A secret gun compartment found in a Suburban used by the Bacon brothers appeared to have been built by a specialist whose work law enforcement had seen before, Surrey Provincial Court heard Tuesday.
The compartment, discovered by accident when a tracking device was being installed in the vehicle, had grind marks on it identical to those of another compartment that expert Paul Vogt brought to court.
Vogt, who works for the Canada Border Services Agency, demonstrated for Judge Jean Lytwyn how the locking device would make a buzzing sound like the one police said they heard as the tracking device was being installed.
He said the Suburban compartment is “indicative of compartments or 'traps' I have located in vehicles before.”
“The builders of these traps are very proud of what they do,” Vogt said.
Many have a particular style or “flare,” making it possible for him to detect when compartments have the same builders.

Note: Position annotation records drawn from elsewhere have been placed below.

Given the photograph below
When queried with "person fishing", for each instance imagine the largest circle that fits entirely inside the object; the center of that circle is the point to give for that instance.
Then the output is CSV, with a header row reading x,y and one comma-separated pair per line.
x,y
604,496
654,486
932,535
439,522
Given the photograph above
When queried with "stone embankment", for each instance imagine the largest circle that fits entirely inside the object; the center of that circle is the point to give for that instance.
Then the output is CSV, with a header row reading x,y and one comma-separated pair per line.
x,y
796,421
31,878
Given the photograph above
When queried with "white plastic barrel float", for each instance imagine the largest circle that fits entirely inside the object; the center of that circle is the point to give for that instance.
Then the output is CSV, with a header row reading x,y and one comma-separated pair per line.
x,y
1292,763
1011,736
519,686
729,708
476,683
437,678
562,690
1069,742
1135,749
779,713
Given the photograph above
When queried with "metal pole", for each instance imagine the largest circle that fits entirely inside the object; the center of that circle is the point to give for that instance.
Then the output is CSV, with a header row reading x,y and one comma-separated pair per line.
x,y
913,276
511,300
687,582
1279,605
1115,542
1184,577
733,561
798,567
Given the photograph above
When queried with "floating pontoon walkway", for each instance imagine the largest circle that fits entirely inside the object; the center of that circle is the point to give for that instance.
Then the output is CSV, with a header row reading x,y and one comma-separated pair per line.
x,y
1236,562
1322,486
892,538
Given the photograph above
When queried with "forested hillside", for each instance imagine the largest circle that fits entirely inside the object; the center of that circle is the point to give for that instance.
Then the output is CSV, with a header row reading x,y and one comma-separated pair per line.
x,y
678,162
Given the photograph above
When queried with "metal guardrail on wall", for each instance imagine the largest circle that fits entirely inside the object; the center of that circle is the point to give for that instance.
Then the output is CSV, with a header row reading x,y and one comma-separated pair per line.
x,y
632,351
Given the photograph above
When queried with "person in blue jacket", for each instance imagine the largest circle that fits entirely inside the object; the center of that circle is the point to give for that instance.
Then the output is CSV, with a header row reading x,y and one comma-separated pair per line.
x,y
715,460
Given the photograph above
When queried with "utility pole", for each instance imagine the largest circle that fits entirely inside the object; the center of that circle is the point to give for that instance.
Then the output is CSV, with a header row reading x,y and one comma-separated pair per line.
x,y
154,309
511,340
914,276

He said the compartments are hard-wired into the vehicles and generally only work when the car is turned on.
Vogt also showed Lytwyn how a fob is used to open such compartments.
The compartment in the Suburban in which four loaded handguns and five magazines were found had carpet installed to “stop any contraband from moving around,” Vogt said.
“It is a very sophisticated compartment professionally installed by someone who knows what they are doing,” he testified.
Jamie and Jarrod Bacon are facing 10 firearms charges stemming from the discovery of the secret compartment on April 14, 2007 – the day after Jamie was wounded in a shooting outside the family's Surrey rental home that brought police to investigate.
Defence lawyers for the Red Scorpion siblings are challenging the legality of the vehicle search as well as the police conduct in the Bacon house after the shooting and before the gun compartment was found.
The trial has heard that an officer searching the house accessed photos on a computer of what appeared to be secret gun compartments in vehicles. The lawyers have suggested police used the inappropriately obtained photos to hunt for the compartment, something police witnesses have denied.
Cpl. Rudy Exantus testified Tuesday that he was the cop who clicked on an icon on the desktop to find the photos.
He said there were six to eight in total and that they showed “vehicles being dismantled in pieces.”
“The central point of the focus of the photos was compartments attached to these frames,” Exantus said.
While he could not tell the make or model of the vehicle frames, they were definitely sedans, he said.
“I am 100 percent sure it was not the Suburban,” he testified.
Nor was it a Corvette that Jamie had been driving when he was shot at, Exantus testified.
The portion of the trial to determine if the guns will be admitted as evidence is expected to finish Wednesday.